Tarlatamab is a bispecific T-cell engager (BiTE) immunotherapy targeting delta-like ligand 3 (DLL3) and the cluster of differentiation 3 (CD3) molecule. In the phase 2 DeLLphi-301 trial of tarlatamab for patients with previously treated small cell lung cancer (SCLC), tarlatamab 10 mg every 2 weeks achieved durable responses and encouraging survival outcomes. Analyses of updated safety data from the DeLLphi-301 trial showed that the most common treatment-emergent adverse events (TEAEs) were cytokine release syndrome (CRS; 53%), pyrexia (38%), decreased appetite (36%), dysgeusia (32%), and anemia (30%).
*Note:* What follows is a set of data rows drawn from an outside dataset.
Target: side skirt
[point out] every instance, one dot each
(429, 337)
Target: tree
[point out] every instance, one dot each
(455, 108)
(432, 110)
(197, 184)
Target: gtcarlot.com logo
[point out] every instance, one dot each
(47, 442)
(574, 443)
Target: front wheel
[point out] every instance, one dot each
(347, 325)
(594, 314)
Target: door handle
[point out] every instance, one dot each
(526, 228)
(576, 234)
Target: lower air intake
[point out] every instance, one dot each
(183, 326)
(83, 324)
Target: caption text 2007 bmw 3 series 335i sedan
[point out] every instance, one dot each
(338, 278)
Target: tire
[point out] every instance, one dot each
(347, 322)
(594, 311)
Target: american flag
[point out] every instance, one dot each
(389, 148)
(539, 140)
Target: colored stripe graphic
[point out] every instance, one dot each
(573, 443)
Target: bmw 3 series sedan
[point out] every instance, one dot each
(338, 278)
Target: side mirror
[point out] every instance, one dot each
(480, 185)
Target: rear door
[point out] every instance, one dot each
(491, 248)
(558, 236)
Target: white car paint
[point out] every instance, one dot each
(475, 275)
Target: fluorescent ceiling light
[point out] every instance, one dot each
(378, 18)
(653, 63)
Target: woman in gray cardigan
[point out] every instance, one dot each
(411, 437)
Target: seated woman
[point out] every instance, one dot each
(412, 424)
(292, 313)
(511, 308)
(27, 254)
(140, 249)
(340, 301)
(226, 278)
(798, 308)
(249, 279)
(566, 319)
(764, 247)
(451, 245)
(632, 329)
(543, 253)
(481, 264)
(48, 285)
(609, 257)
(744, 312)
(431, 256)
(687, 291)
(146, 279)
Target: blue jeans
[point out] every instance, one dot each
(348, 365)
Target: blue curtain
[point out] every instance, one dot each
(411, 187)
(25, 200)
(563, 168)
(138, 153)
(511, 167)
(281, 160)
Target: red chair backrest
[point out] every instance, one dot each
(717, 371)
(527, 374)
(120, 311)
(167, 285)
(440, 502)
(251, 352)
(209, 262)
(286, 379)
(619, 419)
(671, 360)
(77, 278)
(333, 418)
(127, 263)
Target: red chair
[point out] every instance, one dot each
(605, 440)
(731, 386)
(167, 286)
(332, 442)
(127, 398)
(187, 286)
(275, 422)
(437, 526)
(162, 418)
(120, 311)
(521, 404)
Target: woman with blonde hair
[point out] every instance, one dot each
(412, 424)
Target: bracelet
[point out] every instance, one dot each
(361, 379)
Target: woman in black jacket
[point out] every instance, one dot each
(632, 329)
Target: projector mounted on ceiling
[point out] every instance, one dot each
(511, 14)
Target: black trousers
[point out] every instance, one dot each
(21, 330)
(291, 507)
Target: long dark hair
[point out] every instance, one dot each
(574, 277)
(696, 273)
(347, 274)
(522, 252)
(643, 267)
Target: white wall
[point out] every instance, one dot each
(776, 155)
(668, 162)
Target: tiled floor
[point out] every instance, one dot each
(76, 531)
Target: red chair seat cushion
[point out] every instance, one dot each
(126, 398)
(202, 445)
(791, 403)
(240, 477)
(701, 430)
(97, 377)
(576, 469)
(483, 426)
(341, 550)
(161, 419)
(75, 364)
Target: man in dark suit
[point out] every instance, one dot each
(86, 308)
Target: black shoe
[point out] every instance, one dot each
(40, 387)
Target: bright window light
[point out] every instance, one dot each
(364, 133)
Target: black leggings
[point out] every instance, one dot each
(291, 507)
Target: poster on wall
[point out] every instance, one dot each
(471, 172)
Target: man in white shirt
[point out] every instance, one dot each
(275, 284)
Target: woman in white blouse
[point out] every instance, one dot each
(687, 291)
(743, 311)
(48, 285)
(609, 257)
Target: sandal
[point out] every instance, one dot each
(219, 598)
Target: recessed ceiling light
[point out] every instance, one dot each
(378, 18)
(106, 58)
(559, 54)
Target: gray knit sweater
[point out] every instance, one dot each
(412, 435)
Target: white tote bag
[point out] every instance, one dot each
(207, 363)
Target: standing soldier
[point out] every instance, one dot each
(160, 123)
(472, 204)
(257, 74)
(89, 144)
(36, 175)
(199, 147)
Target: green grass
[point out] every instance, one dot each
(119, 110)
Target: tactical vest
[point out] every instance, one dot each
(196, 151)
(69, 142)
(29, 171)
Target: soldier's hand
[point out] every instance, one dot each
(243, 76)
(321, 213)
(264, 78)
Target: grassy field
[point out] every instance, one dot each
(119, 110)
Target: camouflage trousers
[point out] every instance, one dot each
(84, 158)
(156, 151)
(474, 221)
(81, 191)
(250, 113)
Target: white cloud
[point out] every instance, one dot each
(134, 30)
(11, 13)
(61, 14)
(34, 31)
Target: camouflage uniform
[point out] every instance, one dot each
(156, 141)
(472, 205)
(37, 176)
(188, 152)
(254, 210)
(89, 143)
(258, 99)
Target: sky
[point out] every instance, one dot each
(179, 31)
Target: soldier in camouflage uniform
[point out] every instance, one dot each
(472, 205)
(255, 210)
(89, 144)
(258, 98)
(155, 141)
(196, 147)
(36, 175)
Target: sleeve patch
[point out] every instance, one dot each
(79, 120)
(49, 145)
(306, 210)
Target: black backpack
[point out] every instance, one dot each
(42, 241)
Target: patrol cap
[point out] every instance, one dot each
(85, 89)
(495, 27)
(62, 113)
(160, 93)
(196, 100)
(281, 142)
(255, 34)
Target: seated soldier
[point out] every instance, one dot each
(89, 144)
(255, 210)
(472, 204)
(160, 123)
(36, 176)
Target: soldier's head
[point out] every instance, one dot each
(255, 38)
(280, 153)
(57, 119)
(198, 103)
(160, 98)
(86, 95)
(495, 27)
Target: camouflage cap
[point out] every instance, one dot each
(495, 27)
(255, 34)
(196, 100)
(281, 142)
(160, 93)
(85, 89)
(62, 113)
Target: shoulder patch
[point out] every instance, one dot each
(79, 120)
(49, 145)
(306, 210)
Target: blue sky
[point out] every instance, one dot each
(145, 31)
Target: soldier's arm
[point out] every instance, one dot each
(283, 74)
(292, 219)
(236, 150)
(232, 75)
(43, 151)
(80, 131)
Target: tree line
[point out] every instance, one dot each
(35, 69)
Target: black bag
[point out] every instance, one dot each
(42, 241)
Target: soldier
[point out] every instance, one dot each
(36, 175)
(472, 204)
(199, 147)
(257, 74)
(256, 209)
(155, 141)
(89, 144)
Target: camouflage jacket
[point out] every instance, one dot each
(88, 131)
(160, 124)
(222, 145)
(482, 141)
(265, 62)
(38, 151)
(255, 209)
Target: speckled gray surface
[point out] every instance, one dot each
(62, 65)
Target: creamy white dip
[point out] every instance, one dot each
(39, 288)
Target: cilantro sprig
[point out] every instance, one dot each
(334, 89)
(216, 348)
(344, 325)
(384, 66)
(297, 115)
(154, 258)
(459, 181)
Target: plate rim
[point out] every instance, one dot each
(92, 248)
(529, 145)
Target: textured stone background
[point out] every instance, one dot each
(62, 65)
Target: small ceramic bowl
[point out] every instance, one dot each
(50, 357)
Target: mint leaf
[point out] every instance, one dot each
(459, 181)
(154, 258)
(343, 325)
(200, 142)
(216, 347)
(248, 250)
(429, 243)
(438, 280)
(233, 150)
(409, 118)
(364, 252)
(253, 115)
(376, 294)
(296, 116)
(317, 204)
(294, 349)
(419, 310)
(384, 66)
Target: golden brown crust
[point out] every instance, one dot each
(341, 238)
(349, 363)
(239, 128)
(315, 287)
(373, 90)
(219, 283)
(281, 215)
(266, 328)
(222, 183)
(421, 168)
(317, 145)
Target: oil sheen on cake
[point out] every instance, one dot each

CRS was mostly grade 1 or 2 in severity, occurred primarily after the first or second tarlatamab dose, and was managed with supportive care, which included administration of antipyretics (e.g., acetaminophen), intravenous hydration and/or glucocorticoids. Other TEAEs of interest included neutropenia (16%) and immune-effector cell-associated neurotoxicity syndrome and associated neurologic events (10%). Given that tarlatamab is the first T-cell engager approved for the treatment of SCLC, raising awareness regarding the monitoring and management of tarlatamab-associated adverse events is essential. Here, we describe the timing, occurrence, and duration of these AEs and review the management and risk mitigation strategies used by clinical investigators during the DeLLphi-301 trial.